NO GUARANTEES YET, but there’s increasing hope that the city of Marquette and the Noquemanon Trail Network can reach agreement on preserving the bike trails on the Heartwood Forestland Property.
The two sides–NTN’s Lori Hauswirth and Cary Gottlieb, and city manager Mike Angeli and other city officials–are meeting Wednesday to see where they stand.
The city is considering selling five of the parcels for possible development, but one of the parcels, Parcel 35, is at the very heart of the south trail network. It’s right next to the trailhead, and contains four of the trails, including one for beginners. Hands off, bike enthusiasts have said.
Seems like the city is willing to listen. Asking price for the 20 acre parcel is $153,000. The NTN has asked to be considered as a possible buyer.
Downside for the city on that proposal is that the parcel, if it goes to a nonprofit, would not produce any tax revenue. Seems a small price to pay, though, to preserve Marquette’s nationally acclaimed trail system and to avoid the wrath of the bike community.
THE PUBLIC GETS a sneak peek Thursday inside the newest addition to Marquette’s skyline.
One Marquette Place. Open house at 5 pm.
Of course, the building has drawn its share of criticism because it’s tall, it’s on the lakeshore, and its apartments are a bit pricey, but we should keep in mind that the property used to be a railroad yard and a gasoline storage facility. This is a distinct improvement.
68 units in all on five floors, and also a party room and patio on the very top.
Architect Barry Polzin says 20 of the units are already spoken for.
Move-in date for the first floor is scheduled for October 1. The rest of the apartments will be ready by December. And a restaurant on the first floor, to be run by an “experienced, local restaurateur”(unnamed), should be open by next spring.
BIG INTEREST IN the “Sale Pending” sign outside the closed-down Wahlstrom’s Restaurant in Harvey.
It’s been sitting there, abandoned and neglected, for years but now finally, there’s some hope.
So who’s buying it? What’ll it become?
Realtor Terry Huffman can’t tell us. Both the seller and buyer have agreed to say nothing until the contingencies in the sale are met. He estimates that may take another month.
A new restaurant? Will the building stay? Will it be razed? More condos???
We’ll just have to wait, and hope that the sale goes through.
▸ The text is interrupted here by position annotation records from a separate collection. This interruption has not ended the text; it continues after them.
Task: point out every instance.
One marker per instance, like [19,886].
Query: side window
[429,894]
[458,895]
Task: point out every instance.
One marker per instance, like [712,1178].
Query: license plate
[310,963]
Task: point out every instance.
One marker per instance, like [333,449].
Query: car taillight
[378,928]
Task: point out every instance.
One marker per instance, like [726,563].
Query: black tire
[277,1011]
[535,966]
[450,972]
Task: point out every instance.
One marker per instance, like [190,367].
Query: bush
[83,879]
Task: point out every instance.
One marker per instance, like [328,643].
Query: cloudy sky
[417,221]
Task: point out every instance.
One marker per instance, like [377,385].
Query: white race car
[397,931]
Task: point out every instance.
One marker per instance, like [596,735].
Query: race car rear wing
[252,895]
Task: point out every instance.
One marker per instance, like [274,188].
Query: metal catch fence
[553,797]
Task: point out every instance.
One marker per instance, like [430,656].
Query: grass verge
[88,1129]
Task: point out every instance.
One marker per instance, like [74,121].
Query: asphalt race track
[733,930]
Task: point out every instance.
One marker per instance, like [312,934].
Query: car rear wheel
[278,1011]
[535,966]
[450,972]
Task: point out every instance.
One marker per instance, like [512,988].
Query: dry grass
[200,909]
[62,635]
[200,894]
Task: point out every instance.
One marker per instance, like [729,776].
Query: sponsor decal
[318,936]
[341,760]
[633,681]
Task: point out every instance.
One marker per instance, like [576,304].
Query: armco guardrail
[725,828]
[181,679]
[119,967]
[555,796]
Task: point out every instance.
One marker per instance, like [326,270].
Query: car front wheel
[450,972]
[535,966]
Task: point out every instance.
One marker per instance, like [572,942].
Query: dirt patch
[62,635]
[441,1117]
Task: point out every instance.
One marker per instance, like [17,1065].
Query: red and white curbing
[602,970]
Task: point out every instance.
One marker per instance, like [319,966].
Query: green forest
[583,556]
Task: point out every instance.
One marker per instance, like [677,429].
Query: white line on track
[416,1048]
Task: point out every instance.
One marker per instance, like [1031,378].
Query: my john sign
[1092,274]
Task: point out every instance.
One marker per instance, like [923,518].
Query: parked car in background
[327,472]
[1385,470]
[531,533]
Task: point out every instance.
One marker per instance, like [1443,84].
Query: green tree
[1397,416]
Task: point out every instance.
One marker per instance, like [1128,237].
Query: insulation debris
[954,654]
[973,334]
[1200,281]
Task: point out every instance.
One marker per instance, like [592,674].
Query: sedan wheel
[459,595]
WHAT’S UP WITH the former Upper Peninsula Health Plan building at Washington and Fourth Street? That’s the big complex in the heart of downtown that was vacated by UPHP a year ago.
Well, it’s been renovated inside and out, and it’s now been reconfigured for six separate commercial tenants. A couple of them could even be retail shops.
O’Dovero Properties tells us one of the spaces is already leased, and another tenant moves in on July 1st. That leaves four.
As for the old City Hall, another O’Dovero property that also underwent major renovation, that, we’re told, is about 50% leased.
Which means, we’ve got a lot of available office space downtown. Right next to the restaurants. And coffee shops. And bars.
ISHPEMING’S INNOVATIVE PARTRIDGE Creek Farm, geared toward youngsters, continues to expand.
The community-wide farming program is now getting troubled kids from the Great Lakes Recovery Center involved in farming projects.
“We see farming as social work,” says Partridge Creek founder Dan Perkins.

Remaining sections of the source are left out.